護摩仏とは粘土を型に入れて成形した小仏像のうち、護摩の灰を練り込んだもの。
独特の黒褐色をしているのが特徴で、行者の特別な修法によって出た灰を
用いることで聖性を帯びた、一種の聖遺物と言って良いでしょう。

尊名は頭上に肉髻をあらわし、指で輪を作るいわゆる「来迎印」を結ぶことから、
阿弥陀如来と分かります。護摩仏になる仏には傾向があり、不動明王や弘法大師が
常連組。観音や地蔵菩薩、虚空蔵菩薩、変わったものでは仁王などもありますが、
如来像はかなり異例。
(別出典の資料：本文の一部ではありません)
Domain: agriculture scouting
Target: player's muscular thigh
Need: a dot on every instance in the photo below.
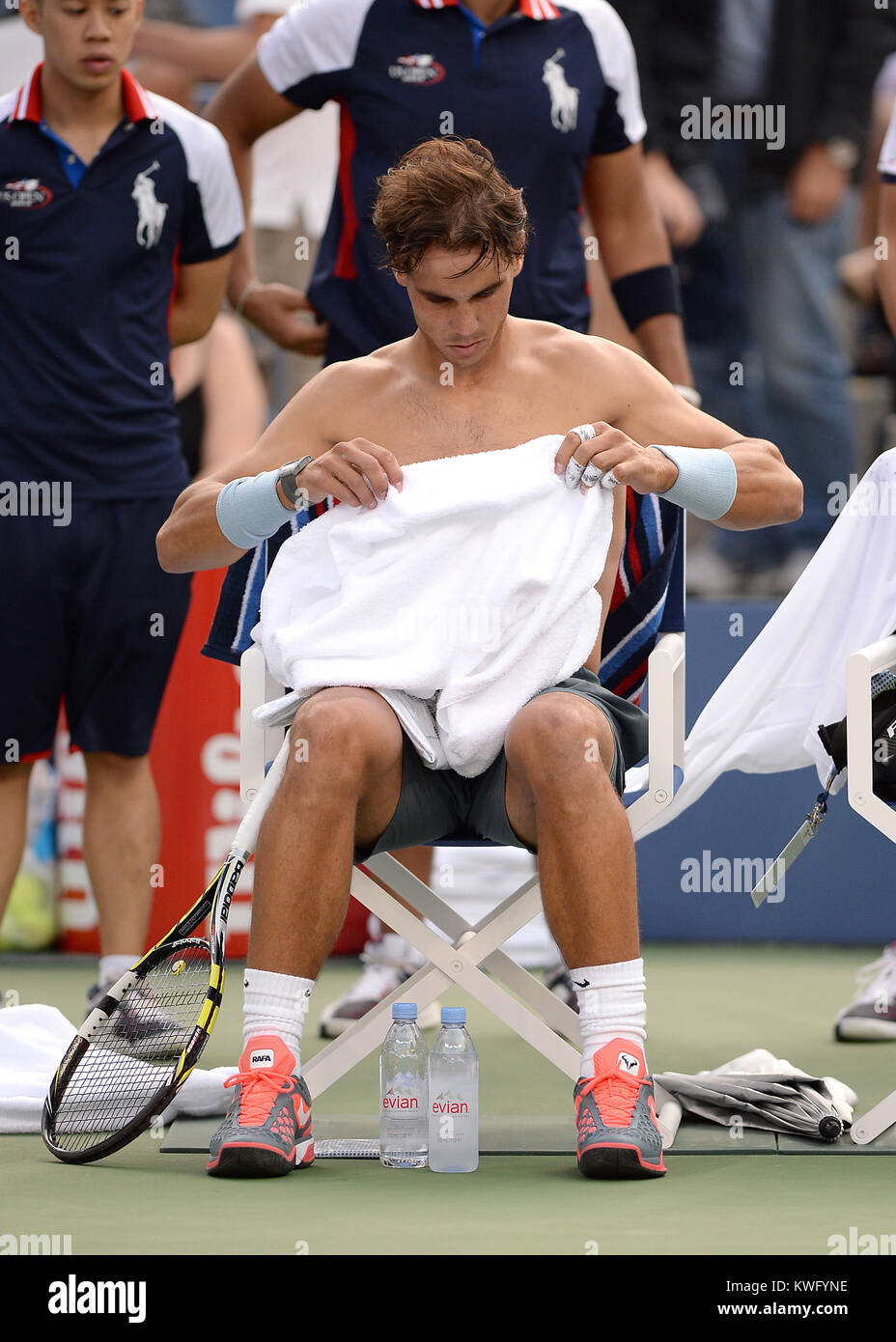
(348, 739)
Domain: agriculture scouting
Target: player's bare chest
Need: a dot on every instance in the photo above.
(424, 429)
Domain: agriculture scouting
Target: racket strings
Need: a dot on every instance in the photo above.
(133, 1053)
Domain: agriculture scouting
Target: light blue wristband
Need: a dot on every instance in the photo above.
(248, 510)
(707, 482)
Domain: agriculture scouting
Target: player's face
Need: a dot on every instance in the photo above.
(86, 42)
(461, 316)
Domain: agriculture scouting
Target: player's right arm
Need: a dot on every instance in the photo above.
(192, 537)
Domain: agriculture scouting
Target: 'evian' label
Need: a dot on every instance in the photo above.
(400, 1102)
(450, 1106)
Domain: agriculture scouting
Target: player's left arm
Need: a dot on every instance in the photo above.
(758, 486)
(197, 299)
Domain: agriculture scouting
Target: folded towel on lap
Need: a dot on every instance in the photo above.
(474, 588)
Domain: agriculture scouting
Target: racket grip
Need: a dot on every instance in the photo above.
(247, 833)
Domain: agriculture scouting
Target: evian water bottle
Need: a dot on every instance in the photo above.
(403, 1091)
(454, 1097)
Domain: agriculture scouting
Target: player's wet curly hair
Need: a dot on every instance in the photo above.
(448, 192)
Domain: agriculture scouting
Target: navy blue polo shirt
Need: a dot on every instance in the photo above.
(544, 88)
(89, 258)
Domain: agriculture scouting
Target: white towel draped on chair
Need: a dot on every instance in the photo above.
(764, 716)
(472, 588)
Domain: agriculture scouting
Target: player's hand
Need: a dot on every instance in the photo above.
(275, 310)
(645, 468)
(357, 472)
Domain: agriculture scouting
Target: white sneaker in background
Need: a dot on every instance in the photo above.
(388, 964)
(872, 1014)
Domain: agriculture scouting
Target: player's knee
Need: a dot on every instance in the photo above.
(110, 765)
(560, 736)
(340, 736)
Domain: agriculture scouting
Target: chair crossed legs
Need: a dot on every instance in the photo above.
(469, 956)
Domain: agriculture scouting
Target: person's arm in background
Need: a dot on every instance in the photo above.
(234, 398)
(857, 268)
(204, 54)
(633, 246)
(210, 226)
(199, 294)
(886, 223)
(823, 174)
(675, 44)
(243, 109)
(632, 240)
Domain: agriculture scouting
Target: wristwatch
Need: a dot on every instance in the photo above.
(844, 154)
(287, 481)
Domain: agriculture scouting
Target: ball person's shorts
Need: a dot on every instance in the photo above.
(441, 804)
(87, 618)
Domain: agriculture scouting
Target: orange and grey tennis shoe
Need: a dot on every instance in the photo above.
(267, 1129)
(619, 1135)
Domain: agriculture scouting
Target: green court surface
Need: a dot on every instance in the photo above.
(706, 1004)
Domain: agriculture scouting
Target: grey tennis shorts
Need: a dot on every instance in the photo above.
(441, 804)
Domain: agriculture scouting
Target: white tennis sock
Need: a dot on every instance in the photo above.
(610, 1005)
(113, 966)
(275, 1004)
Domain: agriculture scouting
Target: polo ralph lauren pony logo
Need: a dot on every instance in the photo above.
(151, 212)
(564, 97)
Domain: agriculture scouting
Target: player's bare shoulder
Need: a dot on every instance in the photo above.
(584, 371)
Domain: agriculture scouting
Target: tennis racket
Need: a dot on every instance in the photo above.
(140, 1045)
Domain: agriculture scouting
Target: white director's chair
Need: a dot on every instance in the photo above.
(469, 956)
(860, 761)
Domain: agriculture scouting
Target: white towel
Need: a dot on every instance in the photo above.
(764, 716)
(472, 588)
(33, 1042)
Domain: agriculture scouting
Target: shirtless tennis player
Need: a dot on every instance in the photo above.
(469, 380)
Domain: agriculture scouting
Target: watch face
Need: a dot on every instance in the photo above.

阿弥陀如来の護摩仏はかなり珍しい例だと思います。

本像は小さな木箱に納められており、お守りのように携帯して信仰するもののようです。
さらに詳細に観察すると、背後に「立山」の文字がかろうじて確認できました。
このことから本像は、現在の富山県にある立山で作られたものであることが分かります。
日本には古くから山中を異界ととらえる信仰があり、立山山中には地獄があり、日本国中の
亡者はここに至るという信仰がありました。その一方で立山三山の雄山は、
阿弥陀如来が住む極楽浄土とされ、立山では古来浄土信仰が盛んだったようです。
この小さな護摩仏もこうした信仰の遺物なのでしょう。

ところで久々の更新ですが、このブログでは同好の士のために入手先と入手時の金額を
明記することにしています。
この護摩仏はヤフオクで購入。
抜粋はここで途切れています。